I have attached the image of my membership table. I have supposedly mistook three values I marked with green question marks. Can someone please tell me why they are wrong? the correct values are ones immediately left of the question marks.
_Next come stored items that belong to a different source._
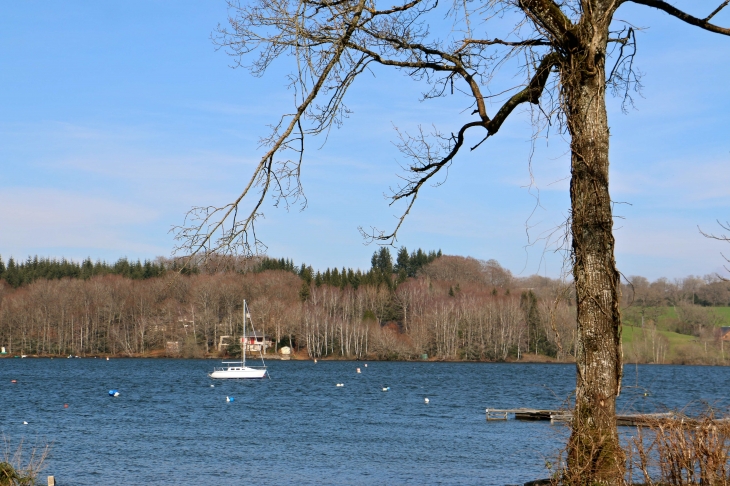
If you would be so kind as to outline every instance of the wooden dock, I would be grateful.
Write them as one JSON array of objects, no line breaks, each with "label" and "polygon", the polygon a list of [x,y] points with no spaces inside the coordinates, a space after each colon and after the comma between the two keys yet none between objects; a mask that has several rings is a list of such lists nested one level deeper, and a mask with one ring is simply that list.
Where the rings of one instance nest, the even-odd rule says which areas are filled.
[{"label": "wooden dock", "polygon": [[[570,410],[541,410],[535,408],[488,408],[486,409],[487,420],[507,420],[509,415],[514,415],[515,420],[549,420],[550,422],[568,422],[573,418]],[[617,415],[616,425],[622,427],[636,427],[654,423],[657,419],[673,419],[672,413],[642,413]]]}]

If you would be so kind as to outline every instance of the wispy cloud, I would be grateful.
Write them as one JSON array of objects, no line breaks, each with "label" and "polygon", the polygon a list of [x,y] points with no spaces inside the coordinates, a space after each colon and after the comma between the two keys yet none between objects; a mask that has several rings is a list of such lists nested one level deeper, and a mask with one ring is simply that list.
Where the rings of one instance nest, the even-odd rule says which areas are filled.
[{"label": "wispy cloud", "polygon": [[18,256],[33,248],[103,248],[159,252],[140,241],[133,227],[149,225],[159,214],[148,207],[57,189],[12,188],[0,192],[3,249]]},{"label": "wispy cloud", "polygon": [[671,158],[622,164],[613,173],[614,194],[651,200],[654,207],[712,207],[730,203],[730,155],[726,160]]}]

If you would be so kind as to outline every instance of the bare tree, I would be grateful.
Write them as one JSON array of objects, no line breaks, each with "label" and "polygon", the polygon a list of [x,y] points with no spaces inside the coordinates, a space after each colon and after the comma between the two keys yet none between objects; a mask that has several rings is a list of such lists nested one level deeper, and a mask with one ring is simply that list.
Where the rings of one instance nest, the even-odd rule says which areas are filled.
[{"label": "bare tree", "polygon": [[[393,3],[396,3],[393,5]],[[300,185],[305,138],[329,131],[347,114],[343,100],[357,77],[376,65],[402,70],[428,85],[424,98],[455,93],[455,108],[474,117],[453,131],[400,132],[408,160],[393,202],[405,208],[393,231],[367,235],[393,241],[420,190],[466,148],[494,136],[516,109],[532,109],[537,130],[557,123],[570,137],[572,272],[578,335],[575,419],[568,447],[568,482],[617,484],[623,455],[615,423],[621,388],[619,273],[614,260],[609,195],[606,90],[631,102],[638,82],[633,27],[614,21],[624,3],[659,9],[699,28],[730,35],[712,18],[685,13],[663,0],[483,0],[441,6],[427,0],[231,0],[217,42],[254,75],[290,56],[296,93],[263,139],[266,152],[241,194],[229,204],[194,208],[177,228],[188,255],[251,252],[260,247],[255,222],[265,197],[306,204]],[[452,22],[443,32],[443,19]],[[503,38],[487,32],[504,32]],[[610,64],[607,65],[607,63]],[[515,68],[522,83],[499,84]],[[511,79],[514,79],[512,77]],[[503,93],[494,96],[492,93]],[[481,141],[468,147],[467,132]],[[239,214],[240,213],[240,214]],[[243,215],[243,216],[242,216]]]},{"label": "bare tree", "polygon": [[[725,2],[725,3],[728,3],[728,2]],[[723,229],[723,231],[730,231],[730,222],[726,221],[725,223],[722,223],[721,221],[718,220],[717,224]],[[725,233],[720,233],[720,234],[705,233],[704,231],[702,231],[701,228],[699,228],[699,230],[700,230],[700,233],[702,234],[702,236],[704,236],[705,238],[724,241],[725,243],[730,242],[730,236],[728,236]],[[724,254],[722,254],[722,257],[725,259],[726,262],[730,262],[730,259],[728,259],[728,257],[726,257]],[[725,266],[725,270],[730,272],[730,268],[728,268],[727,266]],[[721,275],[718,275],[718,278],[721,278],[722,280],[728,280],[727,277],[723,277]]]}]

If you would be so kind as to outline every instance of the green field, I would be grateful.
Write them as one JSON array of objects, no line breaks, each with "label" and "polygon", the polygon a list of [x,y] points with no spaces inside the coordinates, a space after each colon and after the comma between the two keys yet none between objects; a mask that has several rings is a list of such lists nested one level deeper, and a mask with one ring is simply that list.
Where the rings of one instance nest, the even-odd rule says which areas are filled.
[{"label": "green field", "polygon": [[[672,331],[658,331],[660,335],[667,338],[669,341],[669,346],[679,346],[682,344],[691,344],[697,340],[694,336],[688,336],[686,334],[679,334]],[[621,342],[624,345],[631,345],[634,343],[634,337],[641,338],[641,328],[640,327],[633,327],[633,326],[624,326],[623,332],[622,332],[622,339]]]},{"label": "green field", "polygon": [[[705,314],[708,325],[717,327],[730,326],[730,307],[700,307],[694,306],[695,314]],[[680,312],[674,306],[664,307],[637,307],[631,306],[622,309],[625,326],[642,327],[656,324],[661,331],[676,331],[680,323]]]},{"label": "green field", "polygon": [[730,326],[730,307],[710,307],[710,310],[725,321],[723,326]]},{"label": "green field", "polygon": [[695,336],[672,331],[656,331],[623,326],[622,343],[627,363],[716,363],[714,351],[708,354]]}]

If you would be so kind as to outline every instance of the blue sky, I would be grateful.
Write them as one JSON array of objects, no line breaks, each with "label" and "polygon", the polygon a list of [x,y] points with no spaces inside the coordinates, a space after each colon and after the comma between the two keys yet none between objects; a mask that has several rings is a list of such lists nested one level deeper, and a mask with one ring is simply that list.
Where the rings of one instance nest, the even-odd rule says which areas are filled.
[{"label": "blue sky", "polygon": [[[675,2],[704,16],[717,2]],[[257,79],[210,41],[225,2],[27,1],[0,5],[0,255],[116,260],[169,256],[170,227],[194,205],[225,203],[261,155],[267,125],[291,110],[281,63]],[[730,214],[730,38],[661,12],[623,6],[639,27],[643,95],[610,99],[611,190],[625,275],[679,278],[722,269],[717,231]],[[730,25],[730,13],[716,17]],[[345,125],[310,141],[308,208],[267,204],[272,256],[315,268],[369,267],[358,226],[392,228],[383,194],[397,183],[393,127],[458,127],[461,105],[420,103],[404,76],[356,84]],[[460,118],[461,117],[461,118]],[[568,214],[566,141],[539,140],[530,185],[529,116],[458,158],[428,188],[398,245],[497,259],[516,274],[558,276],[540,238]],[[539,194],[540,205],[536,206]]]}]

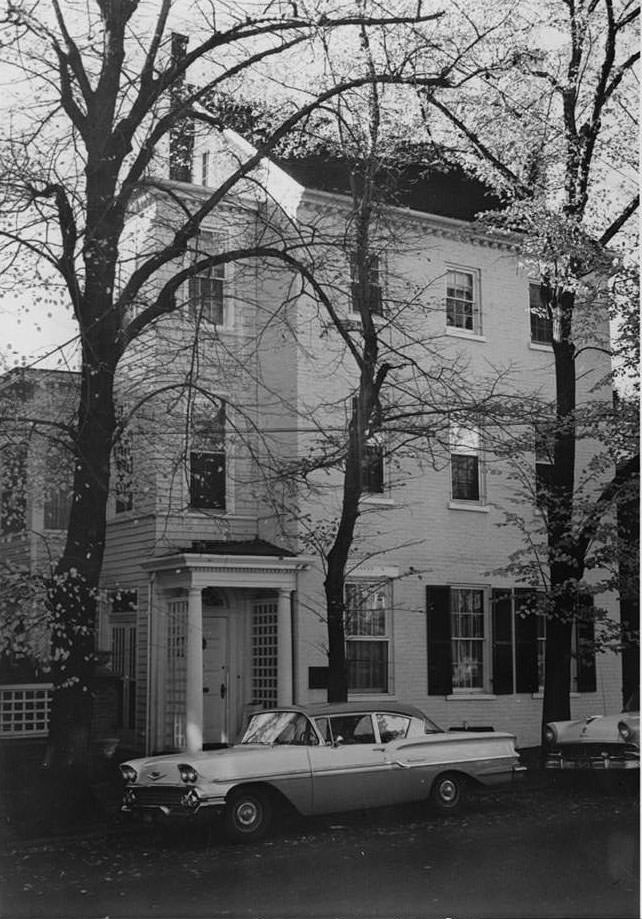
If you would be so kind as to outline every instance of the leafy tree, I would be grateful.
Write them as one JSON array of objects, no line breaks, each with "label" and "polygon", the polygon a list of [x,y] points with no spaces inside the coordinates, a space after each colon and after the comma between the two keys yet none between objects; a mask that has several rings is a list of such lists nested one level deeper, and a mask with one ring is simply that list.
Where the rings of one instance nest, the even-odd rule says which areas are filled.
[{"label": "leafy tree", "polygon": [[[397,61],[387,58],[375,71],[355,61],[349,76],[326,80],[312,95],[293,90],[258,150],[198,207],[184,211],[170,238],[148,257],[127,261],[119,250],[134,197],[167,155],[169,141],[171,176],[187,177],[188,116],[208,120],[200,106],[208,95],[233,94],[244,75],[258,82],[263,64],[283,57],[286,67],[297,49],[334,39],[342,29],[373,30],[383,46],[394,28],[401,46],[404,33],[416,43],[437,16],[422,15],[414,5],[407,13],[398,7],[388,13],[377,5],[369,13],[356,4],[335,12],[321,0],[309,6],[269,3],[265,9],[225,9],[218,18],[204,8],[191,50],[169,37],[168,0],[153,16],[136,0],[98,0],[82,11],[58,2],[47,10],[22,2],[7,8],[3,46],[31,105],[8,122],[11,132],[3,145],[4,267],[29,270],[47,297],[59,291],[80,332],[74,500],[66,545],[48,589],[52,763],[76,761],[86,746],[110,455],[120,433],[114,401],[119,362],[146,329],[177,308],[176,291],[190,276],[251,257],[286,258],[278,246],[250,246],[175,270],[201,222],[311,112],[373,81],[437,86],[445,77],[434,67],[419,72],[416,56],[405,53]],[[187,82],[188,71],[198,72],[197,86]],[[165,194],[169,200],[171,189]],[[296,265],[291,257],[290,263]]]},{"label": "leafy tree", "polygon": [[[525,259],[541,278],[542,315],[552,329],[555,397],[540,504],[546,547],[544,558],[531,553],[529,569],[548,596],[546,722],[570,717],[578,596],[587,589],[587,567],[595,563],[590,554],[601,553],[609,514],[636,480],[634,458],[618,463],[610,477],[597,465],[578,476],[579,439],[605,438],[614,425],[609,401],[592,417],[578,403],[577,383],[582,352],[608,346],[596,335],[595,320],[605,312],[606,281],[619,268],[614,247],[623,240],[630,252],[635,244],[624,233],[639,201],[639,7],[630,0],[551,0],[536,11],[526,4],[510,5],[510,11],[512,60],[505,72],[489,71],[457,100],[421,95],[431,134],[441,130],[512,202],[499,229],[522,234]],[[624,283],[620,272],[615,285],[621,289]],[[611,451],[611,470],[616,458]]]}]

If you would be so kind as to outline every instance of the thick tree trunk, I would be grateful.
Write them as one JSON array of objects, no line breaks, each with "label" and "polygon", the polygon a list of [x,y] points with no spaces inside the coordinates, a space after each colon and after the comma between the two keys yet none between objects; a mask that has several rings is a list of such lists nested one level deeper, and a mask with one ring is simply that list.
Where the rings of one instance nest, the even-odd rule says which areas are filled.
[{"label": "thick tree trunk", "polygon": [[328,702],[345,702],[348,698],[348,670],[345,648],[345,570],[359,517],[361,495],[361,412],[355,400],[348,453],[343,479],[343,502],[339,528],[328,553],[325,579],[326,611],[328,616]]},{"label": "thick tree trunk", "polygon": [[547,499],[548,554],[552,609],[546,623],[542,729],[548,721],[570,718],[571,652],[577,583],[583,559],[573,537],[576,447],[575,347],[571,340],[575,295],[557,293],[554,330],[556,425],[554,464]]},{"label": "thick tree trunk", "polygon": [[82,763],[88,755],[97,596],[115,430],[115,360],[104,346],[109,340],[107,334],[94,333],[85,342],[74,501],[65,549],[48,591],[54,685],[46,753],[49,766]]}]

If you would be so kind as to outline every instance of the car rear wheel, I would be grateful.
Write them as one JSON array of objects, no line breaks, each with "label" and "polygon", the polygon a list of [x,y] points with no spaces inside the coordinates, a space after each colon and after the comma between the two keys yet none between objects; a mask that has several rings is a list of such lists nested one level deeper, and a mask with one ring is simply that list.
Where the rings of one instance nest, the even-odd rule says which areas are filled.
[{"label": "car rear wheel", "polygon": [[254,842],[267,833],[272,803],[260,788],[233,791],[225,805],[225,832],[234,842]]},{"label": "car rear wheel", "polygon": [[430,789],[430,802],[439,811],[453,811],[459,807],[466,790],[465,778],[456,772],[438,775]]}]

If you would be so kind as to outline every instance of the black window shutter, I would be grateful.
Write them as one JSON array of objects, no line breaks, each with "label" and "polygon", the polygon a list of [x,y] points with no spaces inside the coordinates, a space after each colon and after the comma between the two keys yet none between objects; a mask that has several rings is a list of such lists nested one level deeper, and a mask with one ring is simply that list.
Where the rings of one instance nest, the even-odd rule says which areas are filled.
[{"label": "black window shutter", "polygon": [[426,588],[428,694],[447,696],[453,689],[450,644],[450,588]]},{"label": "black window shutter", "polygon": [[577,691],[595,692],[595,619],[593,597],[580,597],[580,609],[576,618],[577,627]]},{"label": "black window shutter", "polygon": [[[535,592],[515,591],[515,689],[537,692],[537,615]],[[533,610],[531,612],[531,609]]]},{"label": "black window shutter", "polygon": [[493,692],[513,691],[513,602],[510,590],[493,590]]}]

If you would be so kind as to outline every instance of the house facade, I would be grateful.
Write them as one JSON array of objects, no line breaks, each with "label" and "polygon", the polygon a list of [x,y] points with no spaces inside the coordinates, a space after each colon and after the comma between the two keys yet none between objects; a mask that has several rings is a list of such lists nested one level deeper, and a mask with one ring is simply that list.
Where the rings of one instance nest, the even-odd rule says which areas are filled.
[{"label": "house facade", "polygon": [[[242,153],[240,138],[205,138],[192,183],[143,190],[132,255],[167,239],[178,219],[171,202],[196,209]],[[309,164],[264,164],[260,182],[206,218],[190,258],[257,245],[259,254],[186,282],[182,309],[141,335],[120,368],[131,420],[114,450],[99,646],[120,681],[114,730],[127,749],[233,742],[255,707],[326,697],[319,549],[342,498],[336,451],[354,397],[348,340],[359,317],[351,201],[320,175]],[[552,398],[537,278],[514,241],[473,225],[479,187],[452,183],[415,186],[373,226],[368,295],[381,347],[400,373],[412,368],[397,393],[412,378],[416,400],[432,370],[456,371],[458,392],[494,378],[507,394]],[[298,252],[304,234],[332,316],[270,254]],[[608,340],[606,316],[599,334]],[[581,397],[597,398],[608,357],[580,360]],[[526,614],[532,591],[507,573],[523,533],[506,514],[519,501],[526,529],[536,529],[545,451],[533,433],[520,467],[529,493],[483,419],[462,421],[445,396],[435,416],[433,437],[410,443],[391,428],[364,451],[345,596],[350,698],[404,700],[444,727],[493,726],[533,746],[545,622]],[[595,449],[579,444],[579,471]],[[617,596],[599,604],[618,618]],[[590,637],[577,634],[576,646]],[[617,710],[620,658],[578,654],[572,682],[575,715]]]}]

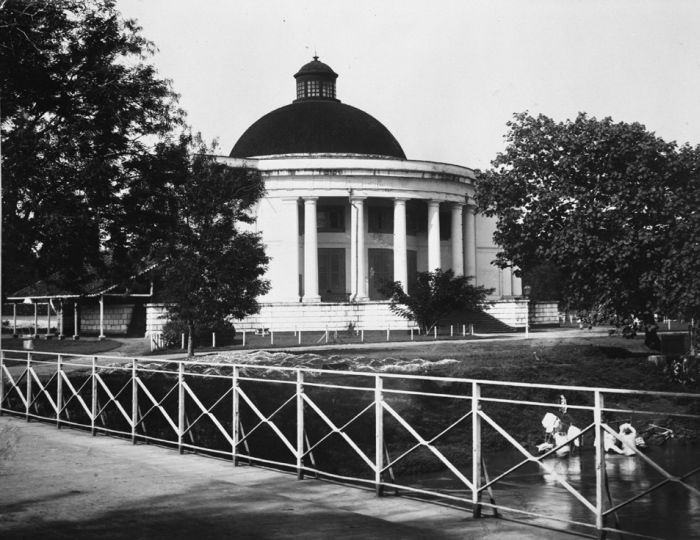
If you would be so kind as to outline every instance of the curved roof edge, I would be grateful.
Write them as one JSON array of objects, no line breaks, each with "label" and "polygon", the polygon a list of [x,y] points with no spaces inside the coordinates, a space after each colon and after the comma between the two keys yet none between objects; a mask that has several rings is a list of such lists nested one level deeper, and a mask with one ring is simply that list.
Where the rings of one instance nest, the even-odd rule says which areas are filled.
[{"label": "curved roof edge", "polygon": [[474,169],[439,161],[398,159],[386,156],[374,157],[353,154],[282,154],[260,158],[232,158],[214,156],[219,163],[231,167],[249,167],[259,171],[283,169],[383,169],[392,171],[412,171],[449,174],[476,179]]}]

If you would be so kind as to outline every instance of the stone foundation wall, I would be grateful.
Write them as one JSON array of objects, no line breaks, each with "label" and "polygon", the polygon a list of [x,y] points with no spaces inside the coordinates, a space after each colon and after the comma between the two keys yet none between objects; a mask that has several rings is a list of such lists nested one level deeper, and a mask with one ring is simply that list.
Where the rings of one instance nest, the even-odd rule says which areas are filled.
[{"label": "stone foundation wall", "polygon": [[146,304],[146,335],[162,332],[168,322],[168,304]]},{"label": "stone foundation wall", "polygon": [[557,302],[532,302],[530,304],[530,326],[559,326]]},{"label": "stone foundation wall", "polygon": [[484,311],[511,328],[525,328],[528,316],[527,300],[525,299],[498,300],[492,305],[486,306]]},{"label": "stone foundation wall", "polygon": [[[133,304],[105,305],[104,332],[105,334],[126,334],[134,314]],[[83,306],[80,313],[81,334],[100,333],[100,306]]]},{"label": "stone foundation wall", "polygon": [[302,304],[274,303],[261,304],[260,313],[243,320],[234,321],[236,330],[270,328],[277,331],[294,330],[365,330],[407,329],[412,323],[394,315],[388,302],[368,302],[353,304]]}]

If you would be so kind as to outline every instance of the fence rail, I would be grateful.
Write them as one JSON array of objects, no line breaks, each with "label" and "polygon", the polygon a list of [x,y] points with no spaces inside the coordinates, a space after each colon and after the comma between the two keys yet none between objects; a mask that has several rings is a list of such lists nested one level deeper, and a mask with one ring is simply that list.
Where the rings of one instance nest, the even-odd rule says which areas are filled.
[{"label": "fence rail", "polygon": [[[224,456],[234,465],[245,461],[274,466],[300,479],[313,475],[362,484],[379,496],[393,489],[444,499],[470,509],[475,517],[491,509],[494,515],[555,520],[604,536],[633,532],[611,525],[611,520],[667,484],[687,490],[700,504],[700,491],[689,481],[700,467],[672,474],[639,452],[638,459],[661,480],[613,503],[609,493],[606,498],[604,449],[604,434],[621,448],[630,447],[605,415],[672,416],[645,409],[644,399],[697,403],[700,394],[9,350],[0,354],[0,375],[0,413],[59,428],[86,428],[93,435],[128,437],[134,444],[150,441],[181,453]],[[535,455],[519,440],[512,417],[531,408],[539,419],[543,408],[561,406],[561,393],[570,396],[568,408],[584,427]],[[622,398],[633,398],[637,406],[617,406]],[[690,413],[676,416],[700,419]],[[484,430],[520,455],[520,461],[492,477]],[[588,489],[566,478],[548,458],[591,435],[595,483]],[[410,471],[412,459],[428,458],[451,475],[449,489],[399,480],[398,469]],[[528,464],[554,479],[580,505],[583,517],[497,502],[494,489]]]}]

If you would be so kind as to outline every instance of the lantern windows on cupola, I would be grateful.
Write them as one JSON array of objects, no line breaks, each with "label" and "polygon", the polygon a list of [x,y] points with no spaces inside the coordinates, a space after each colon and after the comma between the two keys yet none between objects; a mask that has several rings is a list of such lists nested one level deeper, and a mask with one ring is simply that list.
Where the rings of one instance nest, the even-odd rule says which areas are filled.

[Math] The membership table for (A U B) – C = (A – C) U (B – C)
elementary-set-theory
Best Answer
Perhaps not a direct answer to your question, but we have $(A\cup B)\setminus C = (A\cup B)\cap C^c = (A\cap C^c)\cup (B\cap C^c) = (A\setminus C)\cup (B\setminus C)$
So, the two are indeed equivalent.
For a truth table:
$$\begin{array}{c|c|c|c|c|c|c|c} A & B & C & A\cup B & (A\cup B)\setminus C & A\setminus C & B\setminus C & (A\setminus C)\cup (B\setminus C)\\ \hline \hline 0 & 0 & 0 & 0 & 0 & 0 & 0 & 0\\ 0 & 0 & 1 & 0 & 0 & 0 & 0 & 0\\ \hline 0 & 1 & 0 & 1 & 1 & 0 & 1 & 1\\ 0 & 1 & 1 & 1 & 0 & 0 & 0 & 0\\ \hline 1 & 0 & 0 & 1 & 1 & 1 & 0 & \color{red}{1}\\ 1 & 0 & 1 & 1 & 0 & 0 & 0 & 0\\ \hline 1 & 1 & 0 & 1 & 1 & 1 & 1 & 1\\ 1 & 1 & 1 & 1 & 0 & 0 & 0 & 0 \end{array}$$
That being said, looking between my truth table and yours, you did make a mistake in the final column, for $A=1,B=0,C=0$, you should have had a 1 in the entry (as it is the union of the previous two columns and there is a 1 in the corresponding $A\setminus C$ column), but it is otherwise correct. The conclusion should be that the $(A\cup B)\setminus C$ column should exactly match the $(A\setminus C)\cup (B\setminus C)$ columns, proving their equality.